Da Milanello ai campi di Via Faraday, dove dal 1982 Dancelli allena i ragazzi degli Esordienti: “Giovanni è venuto all’Iris per la prima volta dopo la chiusura del circolo tennistico dei Ferrovieri di San Cristoforo, parliamo di 25 anni fa. Ha portato qui il suo gruppo di amici: giocavano a tennis, poi con l’età hanno smesso. Ma lui è rimasto qui e fino ai tempi del Covid ha passato quasi tutti i pomeriggi al bar a giocare a carte. Scherzava spesso e beveva sempre la sua camomilla, mentre raccontava aneddoti della sua carriera“.

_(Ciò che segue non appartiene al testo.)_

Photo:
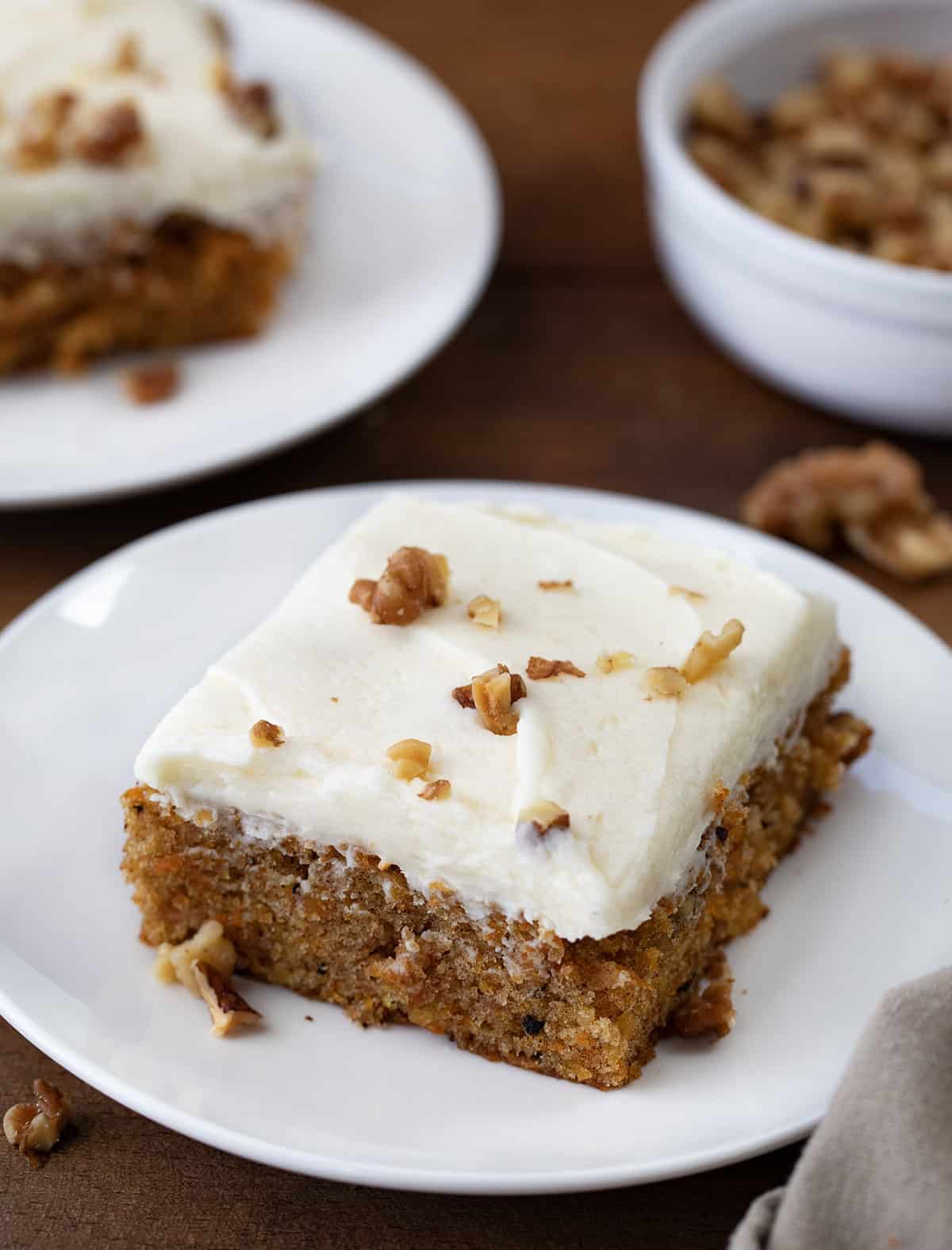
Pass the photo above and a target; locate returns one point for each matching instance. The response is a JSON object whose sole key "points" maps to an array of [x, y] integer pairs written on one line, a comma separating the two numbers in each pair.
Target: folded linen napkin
{"points": [[877, 1173]]}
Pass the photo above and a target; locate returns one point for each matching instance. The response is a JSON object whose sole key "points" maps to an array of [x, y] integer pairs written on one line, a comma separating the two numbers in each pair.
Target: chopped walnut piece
{"points": [[539, 670], [517, 688], [209, 945], [875, 495], [127, 59], [438, 789], [153, 383], [667, 681], [35, 1128], [693, 596], [709, 650], [538, 820], [38, 141], [615, 660], [708, 1010], [263, 733], [413, 581], [253, 106], [218, 28], [409, 757], [225, 1005], [857, 159], [906, 543], [485, 610], [112, 135], [493, 694], [720, 796]]}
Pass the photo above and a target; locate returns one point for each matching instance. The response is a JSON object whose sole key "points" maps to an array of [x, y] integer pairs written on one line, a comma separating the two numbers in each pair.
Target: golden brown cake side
{"points": [[184, 282], [349, 930]]}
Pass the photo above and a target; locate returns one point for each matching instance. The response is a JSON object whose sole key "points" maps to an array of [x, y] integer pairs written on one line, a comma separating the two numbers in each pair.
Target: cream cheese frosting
{"points": [[198, 156], [635, 774]]}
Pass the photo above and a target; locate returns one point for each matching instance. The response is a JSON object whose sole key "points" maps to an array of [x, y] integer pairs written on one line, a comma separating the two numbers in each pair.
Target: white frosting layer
{"points": [[198, 159], [635, 775]]}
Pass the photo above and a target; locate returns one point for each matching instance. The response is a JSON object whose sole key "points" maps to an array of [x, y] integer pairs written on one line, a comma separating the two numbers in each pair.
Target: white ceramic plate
{"points": [[89, 670], [403, 236]]}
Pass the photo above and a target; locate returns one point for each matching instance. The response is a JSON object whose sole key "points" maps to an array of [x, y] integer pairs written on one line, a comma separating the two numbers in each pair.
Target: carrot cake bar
{"points": [[151, 199], [511, 779]]}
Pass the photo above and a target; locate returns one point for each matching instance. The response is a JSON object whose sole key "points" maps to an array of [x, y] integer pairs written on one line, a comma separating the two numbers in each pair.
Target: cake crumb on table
{"points": [[153, 383]]}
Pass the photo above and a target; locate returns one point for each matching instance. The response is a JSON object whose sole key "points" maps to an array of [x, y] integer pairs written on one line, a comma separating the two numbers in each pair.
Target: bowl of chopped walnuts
{"points": [[798, 164]]}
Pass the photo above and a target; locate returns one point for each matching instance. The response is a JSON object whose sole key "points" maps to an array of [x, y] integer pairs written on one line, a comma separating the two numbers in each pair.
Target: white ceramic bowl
{"points": [[861, 336]]}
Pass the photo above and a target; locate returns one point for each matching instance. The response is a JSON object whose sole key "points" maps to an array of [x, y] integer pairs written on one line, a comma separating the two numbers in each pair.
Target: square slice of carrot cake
{"points": [[511, 779], [151, 197]]}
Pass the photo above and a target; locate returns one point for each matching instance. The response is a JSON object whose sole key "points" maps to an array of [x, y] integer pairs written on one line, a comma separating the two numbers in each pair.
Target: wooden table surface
{"points": [[577, 368]]}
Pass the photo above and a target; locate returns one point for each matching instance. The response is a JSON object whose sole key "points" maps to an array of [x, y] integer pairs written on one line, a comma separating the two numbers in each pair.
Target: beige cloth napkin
{"points": [[877, 1173]]}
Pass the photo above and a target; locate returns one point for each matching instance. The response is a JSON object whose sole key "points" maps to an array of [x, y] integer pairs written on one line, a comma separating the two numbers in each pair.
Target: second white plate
{"points": [[405, 232], [89, 670]]}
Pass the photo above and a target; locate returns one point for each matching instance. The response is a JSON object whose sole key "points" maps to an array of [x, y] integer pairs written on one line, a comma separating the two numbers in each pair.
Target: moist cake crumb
{"points": [[154, 383]]}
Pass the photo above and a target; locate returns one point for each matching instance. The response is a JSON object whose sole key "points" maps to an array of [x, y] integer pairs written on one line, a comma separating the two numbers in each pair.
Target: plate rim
{"points": [[427, 349], [409, 1178]]}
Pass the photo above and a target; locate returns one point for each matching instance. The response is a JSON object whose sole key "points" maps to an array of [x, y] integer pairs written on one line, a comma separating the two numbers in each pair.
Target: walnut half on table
{"points": [[873, 497], [35, 1128]]}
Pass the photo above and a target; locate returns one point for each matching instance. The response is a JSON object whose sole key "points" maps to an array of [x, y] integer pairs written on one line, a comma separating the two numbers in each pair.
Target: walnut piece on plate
{"points": [[872, 495], [540, 670], [209, 945], [225, 1005]]}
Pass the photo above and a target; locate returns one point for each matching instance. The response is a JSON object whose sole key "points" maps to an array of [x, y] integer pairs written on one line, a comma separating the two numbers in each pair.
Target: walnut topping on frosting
{"points": [[517, 687], [253, 105], [873, 495], [110, 135], [485, 610], [438, 789], [413, 581], [493, 694], [667, 681], [709, 650], [539, 670], [615, 660], [38, 143], [263, 733], [409, 757], [209, 945], [35, 1128], [538, 820], [225, 1005]]}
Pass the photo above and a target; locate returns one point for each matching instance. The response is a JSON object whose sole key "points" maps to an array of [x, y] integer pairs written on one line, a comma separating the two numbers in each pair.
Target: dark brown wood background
{"points": [[577, 368]]}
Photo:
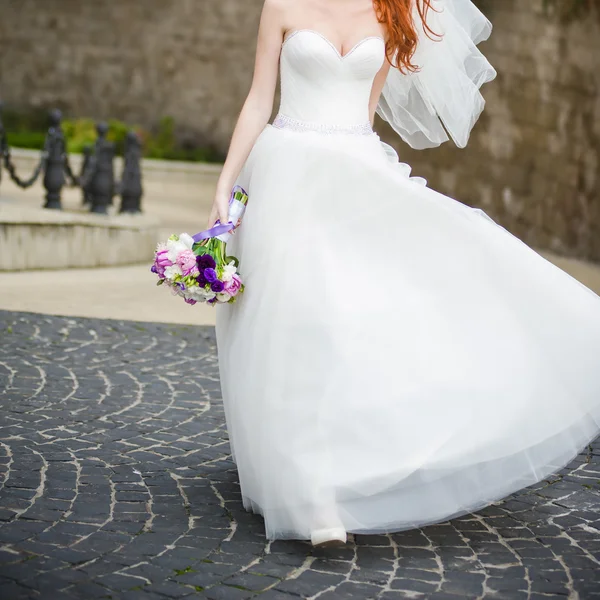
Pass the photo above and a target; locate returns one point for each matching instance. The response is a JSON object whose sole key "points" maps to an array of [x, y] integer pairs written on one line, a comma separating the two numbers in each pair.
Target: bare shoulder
{"points": [[286, 10]]}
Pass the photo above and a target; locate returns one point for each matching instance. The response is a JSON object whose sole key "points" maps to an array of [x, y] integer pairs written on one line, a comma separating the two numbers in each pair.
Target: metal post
{"points": [[85, 166], [131, 189], [3, 142], [102, 183], [54, 177]]}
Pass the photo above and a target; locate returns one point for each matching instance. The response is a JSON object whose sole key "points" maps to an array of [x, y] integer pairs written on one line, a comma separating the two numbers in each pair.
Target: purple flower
{"points": [[205, 261], [217, 286], [210, 275]]}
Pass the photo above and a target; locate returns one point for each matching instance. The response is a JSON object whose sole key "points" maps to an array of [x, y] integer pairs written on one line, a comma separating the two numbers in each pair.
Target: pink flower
{"points": [[233, 286], [162, 262], [187, 261]]}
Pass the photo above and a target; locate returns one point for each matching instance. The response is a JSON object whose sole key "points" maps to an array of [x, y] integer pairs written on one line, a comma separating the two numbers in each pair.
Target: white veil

Con Rivera aveva un rapporto particolare: non erano in conflitto, ma lui faceva il lavoro sporco e il Golden Boy si prendeva le prime pagine“. Insieme, Lodetti e Rivera hanno vinto tutto: con il Milan, due Coppe dei Campioni, due Scudetti e una Intercontinentale. E in Nazionale, l’Europeo del 1968. “Ma Giovanni non amava vantarsi. È sempre stato lo stesso di quando aveva 16/17 anni “. Riservato, umile: “Veniva da una famiglia modesta che gli ha trasmesso questi valori“.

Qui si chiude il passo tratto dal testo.